The age structure (AGE) and family size (FS) are important control variables and they showed significant results in the global model. In this paper, we used the population dependency ratio to represent the age structure of each province. The higher the population dependency ratio means the province has a larger proportion of elderly and children in its population. The age structure had a significant and negative influence on MSW generation. This may be because the population aged 15 to 59 years are the main force of household income and consumption, thus they will contribute a lot to MSW generation. Ghinea et al. [7] conclude that the population aged 15 to 59 years strongly and positively influence waste generation. This conclusion is the same as the negative correlation between the age structure and MSW in our study. Furthermore, the family size was positively and significantly correlated with MSW generation. Some random sampling field researches also support this result. Han et al. [5] and Trang et al. [16] find that the family size is positively correlated with the total amount and components of MSW, and they think both the family size and family structure can influence MSW generation. For example, a family with only the frugal elderly will generate less waste than a nuclear family.

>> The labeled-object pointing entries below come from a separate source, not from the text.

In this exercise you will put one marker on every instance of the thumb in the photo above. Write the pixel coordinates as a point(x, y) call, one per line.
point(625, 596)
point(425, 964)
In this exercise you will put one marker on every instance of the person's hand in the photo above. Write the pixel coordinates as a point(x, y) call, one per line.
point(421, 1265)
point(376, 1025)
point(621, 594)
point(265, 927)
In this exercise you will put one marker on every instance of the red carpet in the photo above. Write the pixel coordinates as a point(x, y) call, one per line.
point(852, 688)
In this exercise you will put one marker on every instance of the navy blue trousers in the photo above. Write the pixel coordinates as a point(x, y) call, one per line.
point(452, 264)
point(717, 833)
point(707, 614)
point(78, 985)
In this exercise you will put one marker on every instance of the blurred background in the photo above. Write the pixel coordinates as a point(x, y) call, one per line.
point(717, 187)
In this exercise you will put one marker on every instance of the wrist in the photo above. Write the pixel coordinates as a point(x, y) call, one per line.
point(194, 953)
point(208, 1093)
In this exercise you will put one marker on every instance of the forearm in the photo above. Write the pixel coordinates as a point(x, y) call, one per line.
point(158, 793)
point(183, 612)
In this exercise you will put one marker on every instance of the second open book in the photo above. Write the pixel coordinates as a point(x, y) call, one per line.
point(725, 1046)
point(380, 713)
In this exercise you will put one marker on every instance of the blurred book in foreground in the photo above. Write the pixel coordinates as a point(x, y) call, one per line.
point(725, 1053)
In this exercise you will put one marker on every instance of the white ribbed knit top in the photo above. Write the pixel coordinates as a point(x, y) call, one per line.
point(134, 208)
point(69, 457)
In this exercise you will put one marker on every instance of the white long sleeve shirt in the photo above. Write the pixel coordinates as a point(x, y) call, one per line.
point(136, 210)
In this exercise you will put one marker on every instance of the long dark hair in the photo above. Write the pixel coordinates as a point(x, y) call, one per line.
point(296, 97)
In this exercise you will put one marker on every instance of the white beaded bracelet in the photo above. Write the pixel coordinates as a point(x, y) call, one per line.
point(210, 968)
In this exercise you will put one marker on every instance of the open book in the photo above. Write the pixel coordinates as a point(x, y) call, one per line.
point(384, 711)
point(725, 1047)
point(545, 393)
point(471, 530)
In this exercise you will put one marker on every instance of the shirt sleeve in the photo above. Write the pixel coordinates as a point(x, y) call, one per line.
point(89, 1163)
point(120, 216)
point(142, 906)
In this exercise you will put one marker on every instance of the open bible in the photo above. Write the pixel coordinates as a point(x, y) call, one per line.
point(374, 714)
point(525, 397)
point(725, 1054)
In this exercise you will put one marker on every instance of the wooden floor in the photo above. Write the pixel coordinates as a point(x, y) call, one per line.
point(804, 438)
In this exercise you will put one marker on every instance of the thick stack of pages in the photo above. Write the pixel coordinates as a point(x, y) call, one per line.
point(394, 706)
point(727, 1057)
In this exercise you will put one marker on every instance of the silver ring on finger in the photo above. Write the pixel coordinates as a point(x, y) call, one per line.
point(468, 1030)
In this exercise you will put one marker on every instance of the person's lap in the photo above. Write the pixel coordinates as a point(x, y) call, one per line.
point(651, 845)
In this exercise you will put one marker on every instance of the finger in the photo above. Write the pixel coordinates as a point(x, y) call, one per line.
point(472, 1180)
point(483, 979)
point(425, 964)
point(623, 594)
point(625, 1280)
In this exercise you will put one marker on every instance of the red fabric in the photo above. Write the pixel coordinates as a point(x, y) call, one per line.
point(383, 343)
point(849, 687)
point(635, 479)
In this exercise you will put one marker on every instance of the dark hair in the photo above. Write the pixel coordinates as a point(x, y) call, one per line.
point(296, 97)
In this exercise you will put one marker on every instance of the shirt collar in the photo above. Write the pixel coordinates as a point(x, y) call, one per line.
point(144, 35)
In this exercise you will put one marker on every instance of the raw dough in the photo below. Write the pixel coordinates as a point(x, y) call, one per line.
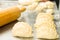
point(22, 29)
point(42, 18)
point(46, 30)
point(25, 2)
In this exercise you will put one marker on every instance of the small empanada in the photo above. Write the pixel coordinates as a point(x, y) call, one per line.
point(46, 30)
point(22, 29)
point(42, 18)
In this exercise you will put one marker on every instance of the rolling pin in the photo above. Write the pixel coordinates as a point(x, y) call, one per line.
point(10, 14)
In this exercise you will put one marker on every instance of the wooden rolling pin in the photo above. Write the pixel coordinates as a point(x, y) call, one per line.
point(10, 14)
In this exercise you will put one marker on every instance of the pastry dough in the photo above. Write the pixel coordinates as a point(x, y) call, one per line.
point(25, 2)
point(50, 4)
point(22, 29)
point(32, 6)
point(40, 7)
point(40, 0)
point(43, 17)
point(51, 11)
point(46, 30)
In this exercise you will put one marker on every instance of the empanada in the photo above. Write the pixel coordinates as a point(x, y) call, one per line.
point(32, 6)
point(42, 18)
point(25, 2)
point(50, 4)
point(46, 30)
point(22, 29)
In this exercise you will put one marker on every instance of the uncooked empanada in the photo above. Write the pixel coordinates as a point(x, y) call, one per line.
point(25, 2)
point(51, 11)
point(42, 18)
point(50, 4)
point(47, 30)
point(40, 0)
point(32, 6)
point(22, 29)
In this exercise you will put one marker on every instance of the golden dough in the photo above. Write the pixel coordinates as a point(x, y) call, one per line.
point(22, 29)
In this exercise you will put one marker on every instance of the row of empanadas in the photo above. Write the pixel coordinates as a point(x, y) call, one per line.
point(44, 28)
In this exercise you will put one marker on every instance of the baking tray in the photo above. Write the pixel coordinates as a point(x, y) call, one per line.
point(5, 31)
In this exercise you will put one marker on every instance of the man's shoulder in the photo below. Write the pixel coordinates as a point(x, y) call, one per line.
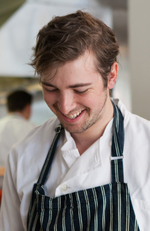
point(39, 134)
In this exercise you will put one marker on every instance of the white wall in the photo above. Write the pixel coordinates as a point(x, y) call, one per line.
point(139, 55)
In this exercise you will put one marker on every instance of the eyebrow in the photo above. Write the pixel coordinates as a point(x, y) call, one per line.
point(71, 86)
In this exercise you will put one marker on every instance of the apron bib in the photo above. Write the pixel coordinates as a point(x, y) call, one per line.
point(103, 208)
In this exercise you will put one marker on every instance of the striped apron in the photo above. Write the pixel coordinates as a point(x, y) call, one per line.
point(103, 208)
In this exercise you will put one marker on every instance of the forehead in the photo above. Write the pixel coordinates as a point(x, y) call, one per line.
point(79, 68)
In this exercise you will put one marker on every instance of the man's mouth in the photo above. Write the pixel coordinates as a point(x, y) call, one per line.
point(73, 116)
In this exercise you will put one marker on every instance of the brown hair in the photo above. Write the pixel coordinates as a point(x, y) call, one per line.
point(67, 37)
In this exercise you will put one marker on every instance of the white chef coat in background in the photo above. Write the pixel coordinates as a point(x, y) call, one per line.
point(71, 172)
point(13, 128)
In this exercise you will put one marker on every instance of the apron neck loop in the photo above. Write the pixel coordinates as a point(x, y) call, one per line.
point(117, 146)
point(49, 159)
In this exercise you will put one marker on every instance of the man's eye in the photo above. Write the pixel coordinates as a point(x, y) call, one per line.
point(80, 92)
point(51, 90)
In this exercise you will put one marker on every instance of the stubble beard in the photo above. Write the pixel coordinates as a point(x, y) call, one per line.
point(89, 122)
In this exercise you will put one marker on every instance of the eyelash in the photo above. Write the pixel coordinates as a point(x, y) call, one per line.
point(78, 92)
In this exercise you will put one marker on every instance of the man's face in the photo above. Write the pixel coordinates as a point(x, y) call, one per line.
point(75, 93)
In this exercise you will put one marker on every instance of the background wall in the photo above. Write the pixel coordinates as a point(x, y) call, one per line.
point(139, 55)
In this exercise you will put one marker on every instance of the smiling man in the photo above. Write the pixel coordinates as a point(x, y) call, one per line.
point(88, 167)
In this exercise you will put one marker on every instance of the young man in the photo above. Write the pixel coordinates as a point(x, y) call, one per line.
point(79, 170)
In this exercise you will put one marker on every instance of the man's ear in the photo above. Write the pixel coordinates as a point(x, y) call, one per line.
point(112, 77)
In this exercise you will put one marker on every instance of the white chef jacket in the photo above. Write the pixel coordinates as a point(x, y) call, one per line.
point(71, 172)
point(13, 128)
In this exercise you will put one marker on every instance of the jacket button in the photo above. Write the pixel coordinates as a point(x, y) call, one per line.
point(63, 187)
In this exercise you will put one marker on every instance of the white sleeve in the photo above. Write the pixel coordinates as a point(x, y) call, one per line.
point(10, 218)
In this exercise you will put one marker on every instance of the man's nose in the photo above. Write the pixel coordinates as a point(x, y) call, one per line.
point(66, 102)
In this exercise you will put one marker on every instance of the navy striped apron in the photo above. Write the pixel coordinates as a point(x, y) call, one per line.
point(103, 208)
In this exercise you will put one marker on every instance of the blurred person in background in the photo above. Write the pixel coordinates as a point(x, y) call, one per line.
point(15, 126)
point(87, 168)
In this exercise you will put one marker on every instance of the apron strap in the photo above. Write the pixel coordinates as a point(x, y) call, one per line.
point(49, 159)
point(117, 146)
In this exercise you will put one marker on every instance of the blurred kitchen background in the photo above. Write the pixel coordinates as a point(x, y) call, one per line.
point(20, 21)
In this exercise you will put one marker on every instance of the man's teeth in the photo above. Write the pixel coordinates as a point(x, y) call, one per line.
point(74, 115)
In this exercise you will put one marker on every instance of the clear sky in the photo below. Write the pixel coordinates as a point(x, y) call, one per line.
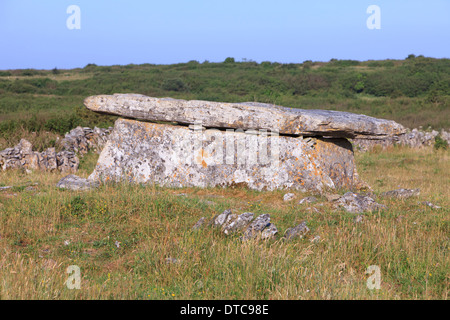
point(34, 33)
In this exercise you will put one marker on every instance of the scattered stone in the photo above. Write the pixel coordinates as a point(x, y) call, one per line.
point(431, 205)
point(269, 232)
point(22, 156)
point(257, 226)
point(49, 264)
point(77, 141)
point(297, 232)
point(308, 200)
point(355, 203)
point(73, 182)
point(312, 209)
point(242, 221)
point(220, 219)
point(332, 197)
point(416, 138)
point(288, 197)
point(199, 223)
point(171, 260)
point(401, 193)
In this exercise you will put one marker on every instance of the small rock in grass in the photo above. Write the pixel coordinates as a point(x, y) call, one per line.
point(431, 205)
point(332, 197)
point(220, 219)
point(199, 223)
point(269, 232)
point(297, 232)
point(288, 197)
point(257, 226)
point(308, 200)
point(355, 203)
point(239, 223)
point(171, 260)
point(73, 182)
point(401, 193)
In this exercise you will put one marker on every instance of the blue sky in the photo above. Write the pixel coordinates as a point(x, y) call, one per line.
point(33, 34)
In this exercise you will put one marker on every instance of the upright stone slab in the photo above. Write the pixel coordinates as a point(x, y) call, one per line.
point(258, 145)
point(176, 156)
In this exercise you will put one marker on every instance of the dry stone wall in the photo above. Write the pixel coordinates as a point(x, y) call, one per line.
point(75, 143)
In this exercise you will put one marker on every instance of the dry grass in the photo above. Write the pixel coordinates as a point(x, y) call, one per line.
point(44, 230)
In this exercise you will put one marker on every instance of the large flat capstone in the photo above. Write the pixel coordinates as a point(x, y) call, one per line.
point(247, 115)
point(178, 156)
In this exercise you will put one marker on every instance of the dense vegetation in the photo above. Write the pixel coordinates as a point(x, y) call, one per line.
point(414, 91)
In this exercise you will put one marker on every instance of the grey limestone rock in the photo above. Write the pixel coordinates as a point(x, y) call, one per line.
point(241, 221)
point(73, 182)
point(247, 115)
point(401, 193)
point(356, 203)
point(296, 232)
point(257, 226)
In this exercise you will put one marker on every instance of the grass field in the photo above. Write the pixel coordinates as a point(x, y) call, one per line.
point(135, 242)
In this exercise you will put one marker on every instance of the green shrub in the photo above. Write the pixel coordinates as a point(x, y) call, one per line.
point(229, 60)
point(174, 85)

5.2. MSW Generation in Local Models

After clustering provinces based on the economic and consumption indicators, some interesting differences to the typical east–medium–west division were observed.
Some provinces like Qinghai and Sinkiang were grouped into the middle economic and consumption level, and Inner Mongolia was grouped into the high economic and consumption level. This is different from our previous understanding of the economic development level in China. This is because, although the total amount of GDP and consumption expenditure is lower, the population density is lower. Thus, these provinces with large areas and sparse populations were clustered into the more developed groups. In the three local models, PSE, per capita GDP, PD, and FC had a significant and positive effect on MSW generation, which could be explained as per the global model.
Household expenditure on housing (HC) was significant in all three local models, but had different effects. In model 1 and model 3, HC’s coefficients were −2.364 and −0.434, respectively, indicating that HC had a negative impact on MSW generation in provinces at the high and low economic and consumption levels. As in the general model, HC might reduce the actual ability to purchase and consume goods, thereby reducing MSW generation. However, in local model 2, the coefficient of HC was 1.131, indicating HC had a positive impact on MSW generation in provinces at the middle economic and consumption level. This may be because the general level of HC in those provinces is much lower, compared to provinces at the high economic development level. For example, the house rental accounts for a lower proportion of total expenditure in provinces at the medium level. If residents’ housing expenditure is high, it often means that they have stronger economic ability to enjoy a higher standard of living. Therefore, in provinces where residential housing pressure is not very high, residents should be guided to consume rationally, save resources, and reuse the household waste.
The TIP was another interesting factor. It showed an insignificant impact in the global model due to the regional heterogeneity. However, in local models its impact changed. From Table 6 we could see that TIP became significant in local model 1 and local model 3. In local model 3, TIP appeared to have a positive effect on MSW generation, which is similar to the conclusions of Wang and Geng [11]. As the goods provided by the tertiary industry are closely related to household income and expenditure, higher TIP means more goods have been consumed, leading to an increase in MSW generation. However, in local model 1, TIP’s coefficient was −7.353, indicating that TIP in provinces with high economic development and consumption levels was negatively correlated with MSW generation. TIP showed the opposite impact in high-level regions to that in low-level regions. This is due to the mature and sustainable waste collection system in the tertiary industry in high-level regions, as well as greater long-term emphasis and guidance on resource conservation. For example, the Beijing government requires that the tertiary industry improve the efficiency and level of renewable resources recovery, promote the integrated development of garbage classification and renewable resources recovery systems, and expand the community renewable resources recovery function coverage. In that case, increasing TIP may reduce MSW generation in provinces at high-level economic development. This points to the need for the establishment of a sound recycling and classification system in tertiary industries. At the same time, policies should focus more on the sustainable management of MSW. In high-level economic development regions, the government can consider investing waste-to-energy infrastructures and technologies. Firstly, landfill volume of MSW can be reduced to save land resources; additionally, MSW can be utilized as a form of renewable energy, to reduce the dependence of urban development on traditional energy sources.
The family size (FS) had a positive and significant impact on MSW in local model 1. Apart from possible reasons mentioned before, unique socioeconomic factors in high-level regions can also explain this. Due to the heavy pressure of household expenditure on housing in high consuming and economic provinces, many young people in high consuming and economic provinces choose to share one house for the cheaper rent. This shared lifestyle is different from the regular family lifestyle and the consumption behavior of each family member is very independent. Thus, the scale effect of consumption does not exist. Different from the results of Thanh et al. [13], the increase of family size in high-level regions will generate more waste. In addition, the age structure (AGE) had a negative and significant impact on MSW in local model 2, which can be explained as per the global model.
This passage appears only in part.